General information
- Type: VSTOL multirole combat aircraft
- National origin: United Kingdom
- Manufacturer: British Aerospace
- Status: Cancelled
- Primary users: Royal Air Force (Intended) Royal Navy (Intended)
- Number built: None

= British Aerospace P.125 =

Type of aircraft

The British Aerospace P.125 was a British supersonic STOVL multirole combat aircraft being developed in the 1980s. The project was cancelled in the 1990s. The existence of the project was revealed by BAE Systems in 2006.

==Development==

The British Hawker P.1154 was one of several solutions submitted by European countries to the 1960 NATO NBMR-3 requirement for a supersonic strike fighter. 1960 also saw the first flight of the subsonic VSTOL Hawker P.1127. The P.1154 was cancelled in 1965, but studies continued into the possibility that the Harrier or Jaguar could be replaced by a supersonic STOVL aircraft.

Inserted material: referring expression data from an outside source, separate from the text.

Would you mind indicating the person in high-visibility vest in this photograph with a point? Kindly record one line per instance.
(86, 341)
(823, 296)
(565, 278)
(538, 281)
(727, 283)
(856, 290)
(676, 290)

In the 1980s the British MoD and the US DoD both conducted studies into lift jet solutions. The US studies eventually led to the F-35 Lightning II. In 1988 the Tornado-sized P.125 design was intended to meet the requirements for a supersonic stealthy STOVL interdictor. There were to be non-STOVL and STOVL variants of the P.125. Both had a single reheated (afterburning) turbofan with a vectorable rear nozzle. The STOVL variant would have maintained vertical flight using three jet lift nozzles. The pilot of the P.125 would have sat highly reclined and would not have had direct sight of the outside world. In the 1990s the UK government decided to join the JSF (now F-35) programme rather than continue the P.125.